Summary of Doe-1: Closed-loop Autonomous Driving with Large World Model, by Wenzhao Zheng et al.
Doe-1: Closed-Loop Autonomous Driving with Large World Model
by Wenzhao Zheng, Zetian Xia, Yuanhui Huang, Sicheng Zuo, Jie Zhou, Jiwen Lu
First submitted to arxiv on: 12 Dec 2024
Categories
- Main: Computer Vision and Pattern Recognition (cs.CV)
- Secondary: Artificial Intelligence (cs.AI); Machine Learning (cs.LG)

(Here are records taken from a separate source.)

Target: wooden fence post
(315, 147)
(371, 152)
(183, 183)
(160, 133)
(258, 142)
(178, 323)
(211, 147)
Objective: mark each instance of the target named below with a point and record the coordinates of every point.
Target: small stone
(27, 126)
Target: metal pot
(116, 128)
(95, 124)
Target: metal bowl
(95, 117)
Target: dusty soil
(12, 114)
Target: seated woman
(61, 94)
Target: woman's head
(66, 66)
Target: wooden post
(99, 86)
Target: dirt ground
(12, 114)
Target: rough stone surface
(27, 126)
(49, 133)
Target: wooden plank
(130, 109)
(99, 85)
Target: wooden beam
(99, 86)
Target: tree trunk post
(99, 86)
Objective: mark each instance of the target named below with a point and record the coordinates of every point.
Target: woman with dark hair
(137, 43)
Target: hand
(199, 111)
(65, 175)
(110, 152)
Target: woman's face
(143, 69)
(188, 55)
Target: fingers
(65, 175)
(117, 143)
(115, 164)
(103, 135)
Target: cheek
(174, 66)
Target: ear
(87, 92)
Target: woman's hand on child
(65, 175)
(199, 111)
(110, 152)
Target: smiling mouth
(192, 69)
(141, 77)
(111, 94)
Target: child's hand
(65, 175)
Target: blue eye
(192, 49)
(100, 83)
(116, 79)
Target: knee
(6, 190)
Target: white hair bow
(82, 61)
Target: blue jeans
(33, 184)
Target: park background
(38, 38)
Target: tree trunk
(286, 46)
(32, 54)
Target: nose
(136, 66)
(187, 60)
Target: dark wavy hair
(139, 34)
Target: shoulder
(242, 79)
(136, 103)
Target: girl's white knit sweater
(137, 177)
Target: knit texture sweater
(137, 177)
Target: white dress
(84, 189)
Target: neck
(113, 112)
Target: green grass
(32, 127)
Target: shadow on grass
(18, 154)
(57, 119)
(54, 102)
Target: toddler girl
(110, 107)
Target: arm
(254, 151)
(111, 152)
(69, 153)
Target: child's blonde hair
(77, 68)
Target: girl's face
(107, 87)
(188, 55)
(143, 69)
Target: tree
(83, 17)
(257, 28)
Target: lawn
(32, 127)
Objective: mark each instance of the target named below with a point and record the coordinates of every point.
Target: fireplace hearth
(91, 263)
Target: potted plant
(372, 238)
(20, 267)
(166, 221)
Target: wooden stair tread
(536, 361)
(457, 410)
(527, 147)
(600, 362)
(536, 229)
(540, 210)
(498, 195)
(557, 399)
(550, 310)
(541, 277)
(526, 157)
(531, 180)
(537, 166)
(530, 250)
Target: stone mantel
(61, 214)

GrooveSquid.com Paper Summaries
GrooveSquid.com’s goal is to make artificial intelligence research accessible by summarizing AI papers in simpler terms. Each summary below covers the same AI paper, written at different levels of difficulty. The medium difficulty and low difficulty versions are original summaries written by GrooveSquid.com, while the high difficulty version is the paper’s original abstract. Feel free to learn from the version that suits you best!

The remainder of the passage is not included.